Charity Asthma UK said the research showed "massive promise and should be greeted with cautious optimism". Flare-ups can be life-threatening and according to Asthma UK, 1,216 people died from asthma in 2014.
In this study, scientists at the University of Leicester looked at 60 patients who had severe asthma despite using steroid inhalers and being seen regularly by specialists.
Half the group were given the Fevipiprant pill for three months on top of their usual medications and the other half continued to take their normal medication as well as a placebo pill. Researchers found that the patients that took Fevipiprant had fewer inflammatory blood cells in their phlegm and airways - which can be key signs of asthma.
Gaye Stokes, who has had severe asthma for 16 years, said: "I knew straight away that I had been given the drug. I felt like a completely different person. I had more get up and go, I was less wheezy and for the first time in years, I felt really, really well." The 54-year-old added that once she stopped taking the drug her asthma deteriorated again.
But researchers say this is still an early proof-of-concept study and larger, long-term trials will be needed to see if the pill can help patients in everyday life.
Meanwhile, Dr Samantha Walker at Asthma UK said: "This research shows massive promise and should be greeted with cautious optimism. The possibility of taking a pill instead of using an inhaler will be a very welcome one, particularly as this study focused on people who develop the condition in later life, some of whom we know can struggle with the dexterity required to use an inhaler. More research is needed and we're a long way off seeing a pill for asthma being made available over the pharmacy counter, but it's an exciting development."
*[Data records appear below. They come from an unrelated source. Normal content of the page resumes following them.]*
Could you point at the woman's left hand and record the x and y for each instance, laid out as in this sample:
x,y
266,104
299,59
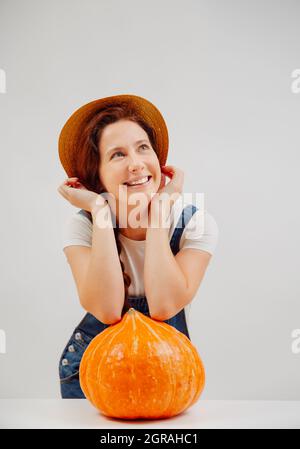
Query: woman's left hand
x,y
171,191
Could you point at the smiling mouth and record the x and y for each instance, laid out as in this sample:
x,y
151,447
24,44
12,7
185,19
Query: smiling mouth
x,y
135,186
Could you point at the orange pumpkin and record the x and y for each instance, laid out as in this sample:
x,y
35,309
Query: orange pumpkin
x,y
141,368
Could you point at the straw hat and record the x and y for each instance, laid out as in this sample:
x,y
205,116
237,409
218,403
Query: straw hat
x,y
70,134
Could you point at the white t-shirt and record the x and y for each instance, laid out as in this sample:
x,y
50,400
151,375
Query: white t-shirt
x,y
201,232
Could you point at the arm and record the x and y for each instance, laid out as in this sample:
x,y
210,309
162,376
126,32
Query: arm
x,y
99,275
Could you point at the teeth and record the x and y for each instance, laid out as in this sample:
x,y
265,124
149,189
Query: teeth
x,y
141,181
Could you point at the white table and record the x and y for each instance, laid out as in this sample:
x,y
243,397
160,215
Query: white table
x,y
80,413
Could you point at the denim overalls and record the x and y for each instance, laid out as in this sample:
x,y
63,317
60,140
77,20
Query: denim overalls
x,y
89,326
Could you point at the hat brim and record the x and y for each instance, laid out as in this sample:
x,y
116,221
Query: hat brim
x,y
72,130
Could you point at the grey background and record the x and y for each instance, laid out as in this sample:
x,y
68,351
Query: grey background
x,y
220,73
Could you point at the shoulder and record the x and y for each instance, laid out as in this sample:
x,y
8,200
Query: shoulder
x,y
77,230
201,230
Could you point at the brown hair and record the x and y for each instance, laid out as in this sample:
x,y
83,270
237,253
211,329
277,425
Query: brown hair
x,y
88,160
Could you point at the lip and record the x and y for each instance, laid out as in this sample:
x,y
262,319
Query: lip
x,y
140,186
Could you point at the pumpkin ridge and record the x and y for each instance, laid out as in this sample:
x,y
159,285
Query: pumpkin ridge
x,y
122,325
190,347
164,345
87,359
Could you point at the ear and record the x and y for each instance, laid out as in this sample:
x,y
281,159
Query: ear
x,y
162,181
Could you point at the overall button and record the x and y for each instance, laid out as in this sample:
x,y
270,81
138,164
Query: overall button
x,y
78,336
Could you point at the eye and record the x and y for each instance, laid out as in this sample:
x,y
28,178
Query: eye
x,y
117,152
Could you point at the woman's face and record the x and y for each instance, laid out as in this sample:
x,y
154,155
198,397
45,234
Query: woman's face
x,y
126,155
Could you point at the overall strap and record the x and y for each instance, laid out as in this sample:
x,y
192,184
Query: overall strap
x,y
183,220
86,214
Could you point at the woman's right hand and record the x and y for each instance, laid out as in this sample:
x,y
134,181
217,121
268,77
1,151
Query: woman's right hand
x,y
79,196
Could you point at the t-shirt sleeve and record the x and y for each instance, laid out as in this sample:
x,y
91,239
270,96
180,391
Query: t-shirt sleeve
x,y
201,232
77,231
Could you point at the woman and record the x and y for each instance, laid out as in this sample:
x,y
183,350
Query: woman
x,y
113,151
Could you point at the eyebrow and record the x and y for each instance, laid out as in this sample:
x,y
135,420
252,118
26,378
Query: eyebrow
x,y
121,148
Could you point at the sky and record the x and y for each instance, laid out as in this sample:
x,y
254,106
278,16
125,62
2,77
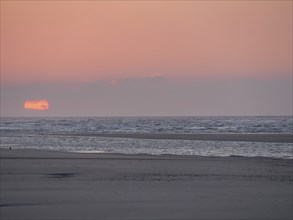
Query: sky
x,y
146,58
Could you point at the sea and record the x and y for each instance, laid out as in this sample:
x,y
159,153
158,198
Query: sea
x,y
79,134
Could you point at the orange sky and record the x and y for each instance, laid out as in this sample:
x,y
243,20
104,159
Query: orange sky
x,y
86,41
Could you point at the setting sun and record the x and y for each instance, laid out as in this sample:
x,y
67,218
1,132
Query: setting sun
x,y
39,105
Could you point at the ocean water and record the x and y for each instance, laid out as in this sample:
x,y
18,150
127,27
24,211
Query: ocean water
x,y
78,135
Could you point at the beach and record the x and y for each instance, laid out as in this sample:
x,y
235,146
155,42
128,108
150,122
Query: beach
x,y
38,184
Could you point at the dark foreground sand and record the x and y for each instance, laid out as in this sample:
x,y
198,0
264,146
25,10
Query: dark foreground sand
x,y
54,185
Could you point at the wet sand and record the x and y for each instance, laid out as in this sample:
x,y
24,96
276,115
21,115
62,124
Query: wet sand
x,y
54,185
257,137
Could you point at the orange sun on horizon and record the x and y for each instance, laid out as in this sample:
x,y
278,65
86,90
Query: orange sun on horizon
x,y
38,105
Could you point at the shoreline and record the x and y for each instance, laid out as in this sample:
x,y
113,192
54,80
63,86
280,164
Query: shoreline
x,y
42,184
33,153
240,137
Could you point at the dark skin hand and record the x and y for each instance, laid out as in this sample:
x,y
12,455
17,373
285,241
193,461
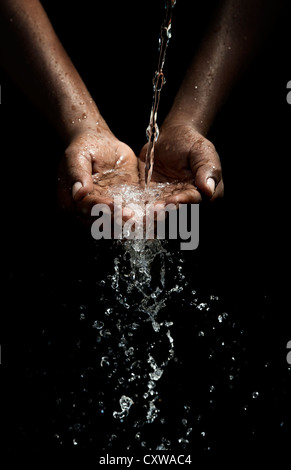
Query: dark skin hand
x,y
94,159
183,155
189,161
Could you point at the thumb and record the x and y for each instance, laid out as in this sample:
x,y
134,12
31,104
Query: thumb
x,y
79,173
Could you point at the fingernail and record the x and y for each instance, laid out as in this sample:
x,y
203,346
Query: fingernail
x,y
127,212
78,185
211,184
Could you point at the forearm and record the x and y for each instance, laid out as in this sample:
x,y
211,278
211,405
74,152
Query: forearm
x,y
34,57
233,38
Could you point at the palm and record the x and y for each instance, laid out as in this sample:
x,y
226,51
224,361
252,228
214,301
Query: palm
x,y
184,159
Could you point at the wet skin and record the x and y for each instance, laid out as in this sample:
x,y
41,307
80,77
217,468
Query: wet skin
x,y
94,159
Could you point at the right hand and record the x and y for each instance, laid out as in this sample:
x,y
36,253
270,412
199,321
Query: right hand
x,y
93,163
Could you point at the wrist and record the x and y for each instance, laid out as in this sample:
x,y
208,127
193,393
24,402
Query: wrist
x,y
184,118
82,121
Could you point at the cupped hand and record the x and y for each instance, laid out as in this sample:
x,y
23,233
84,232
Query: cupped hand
x,y
187,160
92,164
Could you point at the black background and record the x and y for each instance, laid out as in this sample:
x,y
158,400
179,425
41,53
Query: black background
x,y
244,243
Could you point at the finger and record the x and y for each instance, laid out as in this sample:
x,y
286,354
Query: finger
x,y
187,196
207,178
79,175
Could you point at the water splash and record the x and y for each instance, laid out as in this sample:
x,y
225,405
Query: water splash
x,y
158,83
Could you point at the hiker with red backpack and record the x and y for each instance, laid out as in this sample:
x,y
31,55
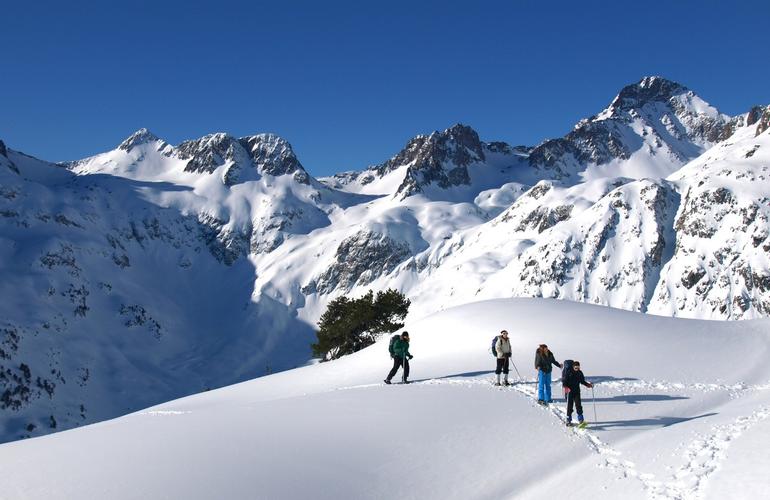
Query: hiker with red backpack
x,y
503,352
543,361
571,379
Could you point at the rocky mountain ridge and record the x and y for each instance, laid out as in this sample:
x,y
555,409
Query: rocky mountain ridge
x,y
179,268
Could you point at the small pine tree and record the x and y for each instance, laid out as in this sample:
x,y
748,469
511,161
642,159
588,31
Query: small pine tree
x,y
349,325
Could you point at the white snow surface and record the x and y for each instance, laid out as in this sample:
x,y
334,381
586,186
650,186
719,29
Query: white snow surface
x,y
681,409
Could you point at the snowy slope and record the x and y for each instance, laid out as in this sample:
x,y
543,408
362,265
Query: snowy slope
x,y
208,262
681,406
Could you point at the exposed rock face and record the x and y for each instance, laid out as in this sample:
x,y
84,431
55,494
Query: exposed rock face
x,y
4,160
441,158
763,121
267,154
612,253
141,136
720,266
274,156
360,259
654,113
211,152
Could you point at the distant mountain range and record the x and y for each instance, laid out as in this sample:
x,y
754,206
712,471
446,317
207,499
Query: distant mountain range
x,y
154,271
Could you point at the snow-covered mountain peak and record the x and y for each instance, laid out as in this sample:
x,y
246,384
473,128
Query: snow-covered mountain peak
x,y
759,115
655,95
273,155
141,136
647,90
5,161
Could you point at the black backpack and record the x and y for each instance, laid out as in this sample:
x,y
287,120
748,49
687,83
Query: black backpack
x,y
494,345
566,370
392,344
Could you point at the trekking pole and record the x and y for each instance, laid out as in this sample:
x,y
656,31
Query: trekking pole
x,y
514,367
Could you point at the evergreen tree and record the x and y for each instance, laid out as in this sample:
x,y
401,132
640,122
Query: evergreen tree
x,y
349,325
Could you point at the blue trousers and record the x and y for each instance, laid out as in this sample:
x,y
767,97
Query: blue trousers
x,y
544,386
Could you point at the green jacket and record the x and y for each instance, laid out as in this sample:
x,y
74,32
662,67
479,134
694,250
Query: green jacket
x,y
401,348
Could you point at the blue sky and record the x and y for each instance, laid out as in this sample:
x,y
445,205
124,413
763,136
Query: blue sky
x,y
348,83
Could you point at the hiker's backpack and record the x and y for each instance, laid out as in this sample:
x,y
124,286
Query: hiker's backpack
x,y
392,344
566,370
494,345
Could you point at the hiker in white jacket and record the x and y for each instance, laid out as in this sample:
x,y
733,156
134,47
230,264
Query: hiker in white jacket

Prof Stephen Durham, a lung specialist at the Royal Brompton Hospital in London, said: "Prof Chris Brightling's group in Leicester provide compelling evidence that the novel tablet treatment has the ability to reduce asthmatic inflammation, increase lung function and improve asthma control in this severe group. The data strongly support further studies to see whether Fevipiprant may also reduce the frequency of asthma attacks, avoid steroid tablet side effects and reduce NHS costs in the management of these severely ill patients."